I write about strace and kernel programming on this blog, but at work I actually mostly work on machine learning, and it’s about time I started writing about it! Disclaimer: I work on a data analysis / engineering team at a tech company, so that’s where I’m coming from.
When I started trying to get better at machine learning, I went to Kaggle (a site where you compete to solve machine learning problems) and tried out one of the classification problems. I used an out-of-the-box algorithm, messed around a bit, and definitely did not make the leaderboard. I felt sad and demoralized – what if I was really bad at this and never got to do math at work?! I still don’t think I could win a Kaggle competition. But I have a job where I do (among other things) machine learning! What gives?
To back up from Kaggle for a second, let’s imagine that you have an awesome startup idea. You’re going to predict flight arrival times for people! There are a ton of decisions you’ll need to make before you even start thinking about support vector machines:
Understand the business problem
If you want to predict flight arrival times, what are you really trying to do? Some possible options:
- Help the airline understand which flights are likely to be delayed, so they can fix it.
- Help people buy flights that are less likely to be delayed.
- Warn people if their flight tomorrow is going to be delayed
I’ve spent time on projects where I didn’t understand at all how the model was going to fit into business plans. If this is you, it doesn’t matter how good your model is. At all.
Understanding the business problem will also help you decide:
- How accurate does my model really need to be? What kind of false positive rate is acceptable?
- What data can I use? If you’re predicting flight days tomorrow, you can look at weather data, but if someone is buying a flight a month from now then you’ll have no clue.
Choose a metric to optimize
Let’s take our flight delays example. We first have to decide whether to do classification (“will this flight be delayed for at least an hour”) or regression (“how long will this flight be delayed for?”). Let’s say we pick regression.
People often optimize the sum of squares because it has nice statistical properties. But mispredicting a flight arrival time by 10 hours and by 20 hours are pretty much equally bad. Is the sum of squares really appropriate here?
Decide what data to use
Let’s say I already have the airline, the flight number, departure airport, plane model, and the departure and arrival times.

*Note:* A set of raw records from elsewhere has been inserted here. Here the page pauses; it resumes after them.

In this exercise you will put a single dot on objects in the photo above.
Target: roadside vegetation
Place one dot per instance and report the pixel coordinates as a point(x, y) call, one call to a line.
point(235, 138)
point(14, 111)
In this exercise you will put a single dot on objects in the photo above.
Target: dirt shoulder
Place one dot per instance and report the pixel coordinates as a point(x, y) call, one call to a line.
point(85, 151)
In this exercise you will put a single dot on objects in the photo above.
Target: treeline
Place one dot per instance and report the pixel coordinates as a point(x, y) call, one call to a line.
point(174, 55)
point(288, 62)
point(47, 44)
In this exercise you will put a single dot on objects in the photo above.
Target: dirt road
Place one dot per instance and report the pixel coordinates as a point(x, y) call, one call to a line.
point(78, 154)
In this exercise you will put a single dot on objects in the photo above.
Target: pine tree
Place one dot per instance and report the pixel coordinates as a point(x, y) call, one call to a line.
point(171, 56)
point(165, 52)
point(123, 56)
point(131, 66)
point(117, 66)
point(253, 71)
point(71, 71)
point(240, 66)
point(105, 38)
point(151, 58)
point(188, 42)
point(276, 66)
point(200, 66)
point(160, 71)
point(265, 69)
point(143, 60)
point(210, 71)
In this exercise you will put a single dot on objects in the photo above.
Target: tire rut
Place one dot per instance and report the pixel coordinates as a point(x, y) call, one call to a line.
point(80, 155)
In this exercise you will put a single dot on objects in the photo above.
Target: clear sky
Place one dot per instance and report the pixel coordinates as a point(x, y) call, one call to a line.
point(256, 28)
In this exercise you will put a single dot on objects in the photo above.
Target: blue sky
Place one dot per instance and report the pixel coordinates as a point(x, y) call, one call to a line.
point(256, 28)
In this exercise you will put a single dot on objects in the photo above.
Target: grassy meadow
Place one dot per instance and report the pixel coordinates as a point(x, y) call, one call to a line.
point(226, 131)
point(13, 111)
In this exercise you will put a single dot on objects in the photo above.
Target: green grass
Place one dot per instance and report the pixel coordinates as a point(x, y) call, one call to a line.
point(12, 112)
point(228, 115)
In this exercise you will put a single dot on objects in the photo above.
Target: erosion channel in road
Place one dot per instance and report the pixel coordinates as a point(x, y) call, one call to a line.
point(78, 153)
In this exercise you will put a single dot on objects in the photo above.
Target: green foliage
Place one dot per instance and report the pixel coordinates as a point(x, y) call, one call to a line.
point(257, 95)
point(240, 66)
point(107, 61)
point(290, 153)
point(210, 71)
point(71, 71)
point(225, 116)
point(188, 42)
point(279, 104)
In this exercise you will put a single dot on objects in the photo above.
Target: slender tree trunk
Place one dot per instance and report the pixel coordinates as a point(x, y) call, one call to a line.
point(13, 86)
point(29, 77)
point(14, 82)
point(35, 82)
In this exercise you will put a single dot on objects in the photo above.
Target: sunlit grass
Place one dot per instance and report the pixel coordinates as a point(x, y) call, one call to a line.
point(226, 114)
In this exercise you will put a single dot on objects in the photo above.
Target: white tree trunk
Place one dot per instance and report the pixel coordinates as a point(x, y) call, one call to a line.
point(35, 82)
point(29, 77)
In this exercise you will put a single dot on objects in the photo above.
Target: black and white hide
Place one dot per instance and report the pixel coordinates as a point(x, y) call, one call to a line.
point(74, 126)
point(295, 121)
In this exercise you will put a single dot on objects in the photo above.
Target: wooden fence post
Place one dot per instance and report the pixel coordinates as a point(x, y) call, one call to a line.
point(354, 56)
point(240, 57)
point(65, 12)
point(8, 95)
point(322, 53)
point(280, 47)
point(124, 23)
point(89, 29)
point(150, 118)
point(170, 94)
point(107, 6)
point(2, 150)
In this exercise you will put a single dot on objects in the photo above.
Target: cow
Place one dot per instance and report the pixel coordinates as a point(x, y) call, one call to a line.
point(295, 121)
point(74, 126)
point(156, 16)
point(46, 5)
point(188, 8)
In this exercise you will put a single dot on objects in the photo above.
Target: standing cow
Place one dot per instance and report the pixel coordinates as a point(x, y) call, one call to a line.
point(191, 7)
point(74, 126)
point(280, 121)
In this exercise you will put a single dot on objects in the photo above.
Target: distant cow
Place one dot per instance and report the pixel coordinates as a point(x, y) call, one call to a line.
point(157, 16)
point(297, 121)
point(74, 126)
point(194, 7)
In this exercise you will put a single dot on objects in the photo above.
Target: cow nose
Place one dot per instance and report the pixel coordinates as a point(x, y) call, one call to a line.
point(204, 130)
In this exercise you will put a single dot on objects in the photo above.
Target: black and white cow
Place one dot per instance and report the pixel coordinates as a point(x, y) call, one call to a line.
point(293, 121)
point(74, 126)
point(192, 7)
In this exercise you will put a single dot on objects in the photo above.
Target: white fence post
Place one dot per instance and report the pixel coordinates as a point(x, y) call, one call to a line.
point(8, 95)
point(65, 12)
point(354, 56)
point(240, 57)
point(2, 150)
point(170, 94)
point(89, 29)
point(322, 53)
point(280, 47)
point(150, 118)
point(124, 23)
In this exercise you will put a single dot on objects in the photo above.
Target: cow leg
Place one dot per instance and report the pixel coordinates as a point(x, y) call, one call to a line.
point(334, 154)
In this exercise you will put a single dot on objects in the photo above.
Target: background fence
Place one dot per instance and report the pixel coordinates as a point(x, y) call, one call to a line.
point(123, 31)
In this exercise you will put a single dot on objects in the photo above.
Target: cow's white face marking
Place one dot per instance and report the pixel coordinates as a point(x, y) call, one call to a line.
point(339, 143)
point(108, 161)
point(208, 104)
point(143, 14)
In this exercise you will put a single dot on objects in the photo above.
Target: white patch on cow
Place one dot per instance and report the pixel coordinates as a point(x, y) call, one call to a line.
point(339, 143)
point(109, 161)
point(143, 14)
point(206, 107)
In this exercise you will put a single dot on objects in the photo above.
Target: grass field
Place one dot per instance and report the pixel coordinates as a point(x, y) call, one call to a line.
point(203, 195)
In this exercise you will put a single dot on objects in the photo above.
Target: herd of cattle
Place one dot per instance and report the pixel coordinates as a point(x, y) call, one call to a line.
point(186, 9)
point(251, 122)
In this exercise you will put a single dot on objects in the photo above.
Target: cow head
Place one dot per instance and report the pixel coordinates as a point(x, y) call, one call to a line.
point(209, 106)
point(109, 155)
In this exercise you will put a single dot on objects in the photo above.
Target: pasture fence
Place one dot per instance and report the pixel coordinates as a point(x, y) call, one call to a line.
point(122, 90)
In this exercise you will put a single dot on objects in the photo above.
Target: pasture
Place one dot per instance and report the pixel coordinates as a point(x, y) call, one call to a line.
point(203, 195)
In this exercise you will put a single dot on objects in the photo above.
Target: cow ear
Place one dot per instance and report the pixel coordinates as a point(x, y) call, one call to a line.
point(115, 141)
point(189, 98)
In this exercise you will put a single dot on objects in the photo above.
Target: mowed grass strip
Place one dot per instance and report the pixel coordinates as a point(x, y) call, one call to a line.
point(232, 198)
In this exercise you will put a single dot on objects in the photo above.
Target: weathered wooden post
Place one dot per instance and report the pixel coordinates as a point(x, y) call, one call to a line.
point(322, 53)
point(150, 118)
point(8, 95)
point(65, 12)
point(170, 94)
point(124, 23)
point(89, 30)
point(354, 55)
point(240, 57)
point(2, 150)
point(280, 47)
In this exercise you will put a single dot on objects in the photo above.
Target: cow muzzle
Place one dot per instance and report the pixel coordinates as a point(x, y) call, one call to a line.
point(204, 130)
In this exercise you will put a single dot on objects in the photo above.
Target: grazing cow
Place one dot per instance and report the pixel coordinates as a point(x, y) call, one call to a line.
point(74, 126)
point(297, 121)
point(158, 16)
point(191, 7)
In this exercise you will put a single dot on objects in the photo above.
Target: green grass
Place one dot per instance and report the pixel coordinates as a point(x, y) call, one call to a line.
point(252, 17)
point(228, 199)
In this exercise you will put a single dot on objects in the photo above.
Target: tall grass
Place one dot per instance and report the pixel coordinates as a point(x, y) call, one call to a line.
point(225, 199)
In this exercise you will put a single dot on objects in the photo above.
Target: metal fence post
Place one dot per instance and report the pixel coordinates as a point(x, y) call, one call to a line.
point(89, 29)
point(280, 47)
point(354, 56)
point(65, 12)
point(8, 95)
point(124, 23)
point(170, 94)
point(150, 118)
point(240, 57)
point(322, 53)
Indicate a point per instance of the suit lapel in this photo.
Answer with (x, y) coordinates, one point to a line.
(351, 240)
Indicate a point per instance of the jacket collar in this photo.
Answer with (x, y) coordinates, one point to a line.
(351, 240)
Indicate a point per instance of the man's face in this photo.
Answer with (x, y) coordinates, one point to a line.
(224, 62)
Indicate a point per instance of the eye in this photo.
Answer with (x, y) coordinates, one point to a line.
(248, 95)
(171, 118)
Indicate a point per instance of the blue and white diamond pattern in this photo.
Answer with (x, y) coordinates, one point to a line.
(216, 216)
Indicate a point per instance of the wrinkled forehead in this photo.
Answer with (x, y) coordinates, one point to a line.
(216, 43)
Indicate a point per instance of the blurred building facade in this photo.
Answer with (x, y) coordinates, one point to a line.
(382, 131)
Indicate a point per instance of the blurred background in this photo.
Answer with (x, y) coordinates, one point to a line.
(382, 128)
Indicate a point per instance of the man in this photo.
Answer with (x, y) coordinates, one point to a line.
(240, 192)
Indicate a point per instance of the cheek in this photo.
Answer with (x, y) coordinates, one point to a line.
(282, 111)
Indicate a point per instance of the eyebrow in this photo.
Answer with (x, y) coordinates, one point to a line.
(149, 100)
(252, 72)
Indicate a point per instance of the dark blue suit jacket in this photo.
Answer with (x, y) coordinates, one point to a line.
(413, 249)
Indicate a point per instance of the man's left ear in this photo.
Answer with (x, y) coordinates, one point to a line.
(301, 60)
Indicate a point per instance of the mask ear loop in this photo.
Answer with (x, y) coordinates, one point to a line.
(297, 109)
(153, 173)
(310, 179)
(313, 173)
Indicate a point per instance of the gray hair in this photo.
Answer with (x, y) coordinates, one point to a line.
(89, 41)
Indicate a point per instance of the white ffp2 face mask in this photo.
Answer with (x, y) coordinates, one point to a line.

Should I try to buy more specific information about the different plane models (age, what parts are in them..)? Really accurate weather data? The amount of information available to you isn’t fixed! You can get more!
Clean up your data
Once you have data, your data will be a mess. In this flight search example, there will likely be
- airports that are inconsistently named
- missing delay information all over the place
- weird date formats
- trouble reconciling weather data and airport location
Cleaning up data to the point where you can work with it is a huge amount of work. If you’re trying to reconcile a lot of sources of data that you don’t control like in this flight search example, it can take 80% of your time.
Build a model!
This is the fun Kaggle part. Training! Cross-validation! Yay!
Now that we’ve built what we think is a great model, we actually have to use it:
Put your model into production
Netflix didn’t actually implement the model that won the Netflix competition because it was too complicated.
If you trained your model in Python, can you run it in production in Python? How fast does it need to be able to return results? Are you running a model that bids on advertising spots / does high frequency trading?
If we’re predicting flight delays, it’s probably okay for our model to run somewhat slowly.
Another surprisingly difficult thing is gathering the data to evaluate your model – getting historical weather data is one thing, but getting that same data in real time to predict flight delays right now is totally different.
Measure your model’s performance
Now that we’re running the model on live data, how do I measure its real-life performance? Where do I log the scores it’s producing? If there’s a huge change in the inputs my model is getting after 6 months, how will I find out?
Kaggle solves all of this for you.
With Kaggle, almost all of these problems are already solved for you: you don’t need to worry about the engineering aspects of running a model on live data, the underlying business problem, choosing a metric, or collecting and cleaning up data.
You won’t go through all these steps just once – maybe you’ll build a model and it won’t perform well so you’ll try to add some additional features and see if you can build a better model. Or maybe how useful the model is to your business depends on how good the results are.
Doing Kaggle problems is fun! It means you can focus on machine learning algorithm nerdery and get better at that. But it’s pretty far removed from my job, where I work on a team (hiring!) that thinks about all of these problems. Right now I’m looking at measuring models’ performance once they’re in production, for instance!
So if you look at Kaggle leaderboards and think that you’re bad at machine learning because you’re not doing well, don’t. It’s a fun but artificial problem that doesn’t reflect real machine learning work.
(to be clear: I don’t think that Kaggle misrepresents itself, or does a bad job – it specializes in a particular thing and that’s fine. But when I was starting out, I thought that machine learning work would be like Kaggle competitions, and it’s not.)
(thanks to the fantastic Alyssa Frazee for helping with drafts of this!)